NintendoLand and other software
There will be 12 total games for NintendoLand, but Nintendo's only showing off a subset of them for now. Why? Partly for the intrigue, but we're also guessing that some of them simply aren't done yet. The majority of these games are extremely simple affairs, titles that will entertain immediately but will live or die by their replayability. Again, it's just like Wii Sports, a mish-mash of games that somehow managed to be fresh even after hundreds of playings.
Will these games feel as fresh?
Luigi's Ghost Mansion
This is the game that was given a very, very lengthy demo in Nintendo's briefing and threatened to put nearly everyone in the Nokia Theater asleep. Fear not: it's a heck of a lot more fun to play than it is to watch. It borrows heavily from the Luigi's Mansion games but mixes that with Pac-Man-style gameplay for a multiplayer-match that is fun -- at least for a few minutes.
Up to four players can take Wiimotes and control multi-colored Luigis. These guys have only their flashlights and their wits to find the ghost. The ghost is, naturally, invisible unless illuminated by one of the players' flashlights -- flashlights that, naturally, have crummy batteries that die after about 30 seconds of use.
The players are otherwise blind and have to work together, communicating verbally to chase down the ghost through the maze. Meanwhile, the cunning ghost player, who has a Wii U gamepad, can see the entire board. He's trying to avoid the flashlights and sneak up on the human players to capture them. If he captures them he wins -- if he gets captured, the human players win.
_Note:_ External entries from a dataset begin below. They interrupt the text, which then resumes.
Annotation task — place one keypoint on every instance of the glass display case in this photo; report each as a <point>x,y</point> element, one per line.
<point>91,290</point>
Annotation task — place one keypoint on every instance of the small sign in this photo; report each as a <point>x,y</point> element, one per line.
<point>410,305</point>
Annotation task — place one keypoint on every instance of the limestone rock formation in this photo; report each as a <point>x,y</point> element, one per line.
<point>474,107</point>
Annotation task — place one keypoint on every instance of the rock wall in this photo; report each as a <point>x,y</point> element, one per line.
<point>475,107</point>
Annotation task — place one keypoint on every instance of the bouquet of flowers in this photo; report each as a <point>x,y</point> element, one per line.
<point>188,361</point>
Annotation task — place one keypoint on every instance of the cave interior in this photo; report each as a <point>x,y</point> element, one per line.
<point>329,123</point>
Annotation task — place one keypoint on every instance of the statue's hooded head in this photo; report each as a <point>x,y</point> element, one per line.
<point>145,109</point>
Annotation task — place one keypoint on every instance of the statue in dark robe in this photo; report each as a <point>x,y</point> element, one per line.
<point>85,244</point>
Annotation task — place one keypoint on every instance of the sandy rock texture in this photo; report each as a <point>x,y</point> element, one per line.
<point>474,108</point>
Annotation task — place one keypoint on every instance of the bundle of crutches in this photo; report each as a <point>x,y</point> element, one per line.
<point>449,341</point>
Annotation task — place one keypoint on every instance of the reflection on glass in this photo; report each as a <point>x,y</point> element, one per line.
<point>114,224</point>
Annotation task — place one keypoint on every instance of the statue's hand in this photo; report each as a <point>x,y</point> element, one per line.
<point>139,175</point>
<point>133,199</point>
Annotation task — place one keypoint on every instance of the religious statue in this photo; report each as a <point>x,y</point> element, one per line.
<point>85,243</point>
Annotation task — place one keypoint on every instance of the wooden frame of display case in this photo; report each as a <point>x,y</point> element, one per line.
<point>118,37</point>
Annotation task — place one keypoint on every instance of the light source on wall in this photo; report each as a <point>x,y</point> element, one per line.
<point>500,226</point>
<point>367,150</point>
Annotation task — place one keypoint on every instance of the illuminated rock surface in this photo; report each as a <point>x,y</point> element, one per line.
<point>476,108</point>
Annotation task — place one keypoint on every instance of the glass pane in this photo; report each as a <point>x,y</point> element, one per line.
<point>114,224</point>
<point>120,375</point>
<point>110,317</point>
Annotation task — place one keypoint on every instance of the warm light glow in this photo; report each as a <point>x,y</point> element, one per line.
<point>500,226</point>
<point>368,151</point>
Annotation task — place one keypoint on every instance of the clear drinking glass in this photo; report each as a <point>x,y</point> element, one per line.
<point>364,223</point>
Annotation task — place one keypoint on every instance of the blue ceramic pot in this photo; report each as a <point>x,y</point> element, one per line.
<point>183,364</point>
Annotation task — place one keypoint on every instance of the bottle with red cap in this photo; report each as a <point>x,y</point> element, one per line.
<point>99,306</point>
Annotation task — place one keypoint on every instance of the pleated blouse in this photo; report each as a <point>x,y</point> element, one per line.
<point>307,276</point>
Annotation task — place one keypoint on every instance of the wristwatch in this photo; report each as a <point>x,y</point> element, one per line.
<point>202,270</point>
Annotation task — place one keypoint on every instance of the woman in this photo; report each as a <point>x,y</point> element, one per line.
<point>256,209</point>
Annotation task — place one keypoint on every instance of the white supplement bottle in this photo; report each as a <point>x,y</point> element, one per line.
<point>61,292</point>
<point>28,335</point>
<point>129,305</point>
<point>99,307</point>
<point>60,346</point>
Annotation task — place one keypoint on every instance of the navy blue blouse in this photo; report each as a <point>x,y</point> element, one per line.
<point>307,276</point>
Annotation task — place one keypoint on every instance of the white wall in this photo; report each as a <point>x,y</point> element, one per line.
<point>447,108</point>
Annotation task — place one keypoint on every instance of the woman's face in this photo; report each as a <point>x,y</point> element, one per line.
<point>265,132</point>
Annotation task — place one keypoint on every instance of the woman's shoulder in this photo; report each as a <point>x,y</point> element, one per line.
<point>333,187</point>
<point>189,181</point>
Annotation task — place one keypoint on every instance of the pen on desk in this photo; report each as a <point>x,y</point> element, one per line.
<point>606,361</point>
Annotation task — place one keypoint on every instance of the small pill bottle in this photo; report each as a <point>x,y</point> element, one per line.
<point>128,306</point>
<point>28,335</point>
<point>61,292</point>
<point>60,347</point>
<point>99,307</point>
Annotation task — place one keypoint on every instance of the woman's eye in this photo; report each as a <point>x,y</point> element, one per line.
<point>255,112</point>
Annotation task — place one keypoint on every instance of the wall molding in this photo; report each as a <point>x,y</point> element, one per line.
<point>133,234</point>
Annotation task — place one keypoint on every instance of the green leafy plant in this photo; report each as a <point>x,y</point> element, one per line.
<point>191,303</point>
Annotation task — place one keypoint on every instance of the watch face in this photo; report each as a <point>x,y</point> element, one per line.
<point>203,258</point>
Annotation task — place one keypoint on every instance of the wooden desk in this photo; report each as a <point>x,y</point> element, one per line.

If it sounds like fun, it is, and it doesn't hurt that the ghost is dressed up like Pac-Man. Will it stand up after a couple-dozen plays? That remains to be seen.
Nintendo was showing off a feature by the name of PanaromaView, as well. Turn it on and the control pad will give you a list of locales you can choose from -- things like a double-decker bus and a tour of the cherry blossom trees of Japan. We opted for the latter, scrolled down with the d-pad and selected with the A button. Once fired up, the controller showed a trip down a river, with cherry blossoms in full bloom.